Sumber: Kompas.com | Editor: Yudho Winarto
KONTAN.CO.ID - JAKARTA. Musisi Ahmad Dhani divonis hukuman penjara 1 tahun 6 bulan pada Senin (28/1) lalu, setelah didakwa melanggar Undang-Undang Informasi dan Transaksi Elektronik (ITE) atas twitnya pada 2017 yang dinilai menyebarkan kebencian dan permusuhan.
Hakim menilai Ahmad Dhani melanggar Pasal 45A Ayat 2 juncto Pasal 28 Ayat 2 Undang-Undang Nomor 19 Tahun 2016 tentang Informasi dan Transaksi Elektronik juncto Pasal 55 Ayat 1 KUHP.
Namun, Ahmad Dhani bukan satu-satunya orang yang terjerat hukum akibat dinilai melanggar aturan hukum dalam UU ITE. Selama ini, banyak yang terjerat sejumlah pasal dalam UU ITE yang disebut sebagai pasal karet.
Hal ini membuat undang-undang ini riskan dijadikan alat untuk mengkriminalisasi pihak lain.

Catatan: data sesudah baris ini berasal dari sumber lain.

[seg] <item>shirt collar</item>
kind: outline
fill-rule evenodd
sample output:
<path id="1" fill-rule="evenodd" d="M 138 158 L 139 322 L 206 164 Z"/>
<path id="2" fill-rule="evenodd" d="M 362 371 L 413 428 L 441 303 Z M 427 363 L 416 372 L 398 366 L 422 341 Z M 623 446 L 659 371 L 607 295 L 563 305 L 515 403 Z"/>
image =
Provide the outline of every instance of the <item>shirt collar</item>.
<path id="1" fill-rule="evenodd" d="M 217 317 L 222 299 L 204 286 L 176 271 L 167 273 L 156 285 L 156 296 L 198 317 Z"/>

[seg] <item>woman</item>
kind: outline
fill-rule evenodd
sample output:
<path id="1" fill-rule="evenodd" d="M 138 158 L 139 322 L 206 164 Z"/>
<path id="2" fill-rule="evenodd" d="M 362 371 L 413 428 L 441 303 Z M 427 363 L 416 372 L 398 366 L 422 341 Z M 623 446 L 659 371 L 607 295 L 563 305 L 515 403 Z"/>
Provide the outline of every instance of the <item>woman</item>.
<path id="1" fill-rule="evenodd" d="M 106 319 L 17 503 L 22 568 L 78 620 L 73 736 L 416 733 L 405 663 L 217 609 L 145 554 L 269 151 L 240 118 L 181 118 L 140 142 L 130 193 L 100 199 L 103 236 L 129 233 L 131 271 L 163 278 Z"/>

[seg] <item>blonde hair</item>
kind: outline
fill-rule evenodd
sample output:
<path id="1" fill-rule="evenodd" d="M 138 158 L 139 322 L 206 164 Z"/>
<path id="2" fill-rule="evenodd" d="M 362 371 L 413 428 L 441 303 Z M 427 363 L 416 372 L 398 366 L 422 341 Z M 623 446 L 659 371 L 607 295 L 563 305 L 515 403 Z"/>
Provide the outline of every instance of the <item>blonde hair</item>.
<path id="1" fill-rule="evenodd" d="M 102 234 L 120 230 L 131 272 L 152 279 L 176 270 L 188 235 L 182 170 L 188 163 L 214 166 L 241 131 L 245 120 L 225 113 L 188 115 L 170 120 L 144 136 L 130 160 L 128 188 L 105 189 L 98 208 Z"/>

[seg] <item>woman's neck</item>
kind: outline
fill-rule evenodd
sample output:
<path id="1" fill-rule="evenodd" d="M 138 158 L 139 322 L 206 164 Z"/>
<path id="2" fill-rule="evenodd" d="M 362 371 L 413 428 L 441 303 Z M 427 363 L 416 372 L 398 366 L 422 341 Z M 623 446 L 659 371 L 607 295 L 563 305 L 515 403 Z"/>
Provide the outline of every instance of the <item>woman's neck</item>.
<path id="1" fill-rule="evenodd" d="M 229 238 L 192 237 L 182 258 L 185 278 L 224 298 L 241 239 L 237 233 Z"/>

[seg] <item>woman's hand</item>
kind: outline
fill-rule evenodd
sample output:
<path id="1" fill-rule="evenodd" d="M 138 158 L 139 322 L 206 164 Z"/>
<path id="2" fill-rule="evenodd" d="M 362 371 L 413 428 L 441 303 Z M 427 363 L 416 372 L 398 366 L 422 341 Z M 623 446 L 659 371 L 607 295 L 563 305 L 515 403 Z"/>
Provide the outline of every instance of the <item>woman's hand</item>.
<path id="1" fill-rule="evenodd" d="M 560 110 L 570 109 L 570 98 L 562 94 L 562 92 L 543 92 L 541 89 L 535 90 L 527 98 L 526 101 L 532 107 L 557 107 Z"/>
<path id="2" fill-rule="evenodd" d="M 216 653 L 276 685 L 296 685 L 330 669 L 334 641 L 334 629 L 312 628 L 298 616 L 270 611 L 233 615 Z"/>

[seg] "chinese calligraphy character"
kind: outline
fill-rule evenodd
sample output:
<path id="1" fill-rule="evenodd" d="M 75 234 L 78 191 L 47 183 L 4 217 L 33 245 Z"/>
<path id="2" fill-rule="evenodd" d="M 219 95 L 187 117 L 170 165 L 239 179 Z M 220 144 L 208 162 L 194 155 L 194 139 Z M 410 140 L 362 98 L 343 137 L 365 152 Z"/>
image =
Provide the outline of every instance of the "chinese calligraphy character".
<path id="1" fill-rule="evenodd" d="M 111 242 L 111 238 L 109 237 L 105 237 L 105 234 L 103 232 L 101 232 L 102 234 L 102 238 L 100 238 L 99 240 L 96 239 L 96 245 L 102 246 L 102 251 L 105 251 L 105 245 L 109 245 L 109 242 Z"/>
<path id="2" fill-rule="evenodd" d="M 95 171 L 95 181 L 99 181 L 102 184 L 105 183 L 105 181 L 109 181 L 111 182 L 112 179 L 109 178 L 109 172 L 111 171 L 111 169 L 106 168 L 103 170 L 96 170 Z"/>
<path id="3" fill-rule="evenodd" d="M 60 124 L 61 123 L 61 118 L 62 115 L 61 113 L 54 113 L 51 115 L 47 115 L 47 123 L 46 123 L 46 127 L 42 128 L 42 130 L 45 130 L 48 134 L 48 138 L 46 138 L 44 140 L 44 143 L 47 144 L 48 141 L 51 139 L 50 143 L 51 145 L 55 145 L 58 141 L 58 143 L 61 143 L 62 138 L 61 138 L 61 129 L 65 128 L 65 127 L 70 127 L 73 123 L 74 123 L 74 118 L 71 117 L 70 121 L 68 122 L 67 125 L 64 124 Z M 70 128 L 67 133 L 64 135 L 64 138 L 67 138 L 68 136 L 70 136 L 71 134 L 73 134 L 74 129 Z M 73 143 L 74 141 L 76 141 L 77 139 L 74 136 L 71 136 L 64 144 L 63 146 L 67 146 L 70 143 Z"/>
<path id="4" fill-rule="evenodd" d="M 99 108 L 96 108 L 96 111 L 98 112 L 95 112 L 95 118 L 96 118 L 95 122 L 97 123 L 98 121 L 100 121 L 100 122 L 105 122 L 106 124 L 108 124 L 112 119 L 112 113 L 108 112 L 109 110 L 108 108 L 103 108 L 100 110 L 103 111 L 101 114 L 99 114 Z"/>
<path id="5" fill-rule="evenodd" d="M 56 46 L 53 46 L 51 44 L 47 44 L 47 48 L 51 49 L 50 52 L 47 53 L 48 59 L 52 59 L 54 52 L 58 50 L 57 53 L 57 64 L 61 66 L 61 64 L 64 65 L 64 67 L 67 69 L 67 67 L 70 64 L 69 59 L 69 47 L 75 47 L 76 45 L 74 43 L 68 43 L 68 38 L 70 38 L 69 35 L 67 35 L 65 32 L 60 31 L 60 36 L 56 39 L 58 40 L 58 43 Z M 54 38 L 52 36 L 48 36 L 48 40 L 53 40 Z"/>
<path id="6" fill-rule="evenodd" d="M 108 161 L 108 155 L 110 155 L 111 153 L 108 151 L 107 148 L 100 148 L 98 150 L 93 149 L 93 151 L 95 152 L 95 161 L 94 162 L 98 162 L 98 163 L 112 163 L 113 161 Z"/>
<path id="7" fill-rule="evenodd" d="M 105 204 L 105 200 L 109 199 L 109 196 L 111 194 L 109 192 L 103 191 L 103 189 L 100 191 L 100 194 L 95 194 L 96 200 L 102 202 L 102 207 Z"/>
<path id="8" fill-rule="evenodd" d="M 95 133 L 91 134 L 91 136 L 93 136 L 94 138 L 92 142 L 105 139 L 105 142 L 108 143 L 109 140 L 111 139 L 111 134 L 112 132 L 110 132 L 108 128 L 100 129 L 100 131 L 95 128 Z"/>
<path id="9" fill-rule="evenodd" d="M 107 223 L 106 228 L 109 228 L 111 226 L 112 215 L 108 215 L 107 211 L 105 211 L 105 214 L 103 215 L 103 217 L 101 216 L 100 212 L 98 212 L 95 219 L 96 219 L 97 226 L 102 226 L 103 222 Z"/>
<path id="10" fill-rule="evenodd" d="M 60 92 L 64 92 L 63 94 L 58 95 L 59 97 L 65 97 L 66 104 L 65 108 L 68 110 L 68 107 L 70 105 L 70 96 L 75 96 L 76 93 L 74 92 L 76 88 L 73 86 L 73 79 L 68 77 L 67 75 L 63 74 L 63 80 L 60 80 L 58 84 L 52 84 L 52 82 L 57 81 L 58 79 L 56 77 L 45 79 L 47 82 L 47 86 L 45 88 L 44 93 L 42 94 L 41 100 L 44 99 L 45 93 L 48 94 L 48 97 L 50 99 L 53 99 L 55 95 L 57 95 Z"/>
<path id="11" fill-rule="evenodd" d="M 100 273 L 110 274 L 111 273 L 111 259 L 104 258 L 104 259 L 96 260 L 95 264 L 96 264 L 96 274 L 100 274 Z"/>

Sejak disahkan pada masa kepemimpinan Presiden Susilo Bambang Yudhoyono pada April 2008, sejumlah nama pernah tersandung hukum hingga merasakan dinginnya tembok tahanan.
Berikut paparannya:
Prita Mulyasari
Terdakwa kasus pencemaran nama baik RS Omni, Prita Mulyasari, mengucapkan terima kasih atas simpati warga yang menemuinya di Kawasan Sabang, Jakarta Pusat, saat ia menunggu mobil yang akan menghantarkannya menuju salah satu stasiun televisi swasta, Senin (11/7).
Walaupun hanya bisa pasrah, paska Mahkamah Agung memenangkan gugatan pidana jaksa penuntut umum, Prita masih berharap tidak ada penahanan terhadap dirinya.
Prita Mulyasari menjadi sosok pertama yang dikenal publik karena terjerat UU ITE. Prita merupakan seorang ibu dua anak asal Tangerang.
Ia menuliskan surat elektronik tentang ketidakpuasannya saat menjalani pelayanan kesehatan di RS Omni Internasional. Tulisannya tersebar luas di internet, dari milis ke milis.
Atas kejadian itu, pihak rumah sakit merasa dicemarkan nama baiknya hingga melaporkan ke pihak kepolisian. Pihak RS melayangkan dua gugatan, pidana dan perdata kepada Prita pada September 2008.
Prita pun sempat dijatuhi vonis hukuman 6 bulan penjara juga denda lebih dari Rp 204 juta oleh Pengadilan Negeri (PN) Tangerang dan Pengadilan Tinggi Banten.
Prita divonis melanggar Pasal 45 ayat (1) jo Pasal 27 ayat (3) UU Nomor 11 Tahun 2008 tentang Informasi dan Transaksi Elektronik (UU ITE), Pasal 310 Ayat (2) KUHP, atau Pasal 311 Ayat (1) KUHP.
Setelah menempuh jalan panjang, hingga Peninjauan Kembali (PK) di Mahkamah Agung, akhirnya pada 17 September 2012 Prita dinyatakan tidak bersalah dan tidak terbukti melakukan pencemaran nama baik yang dituduhkan.
Dengan putusan ini, vonis yang dijatuhkan oleh PN Tangerang dan Pengadilan Tinggi Banten gugur.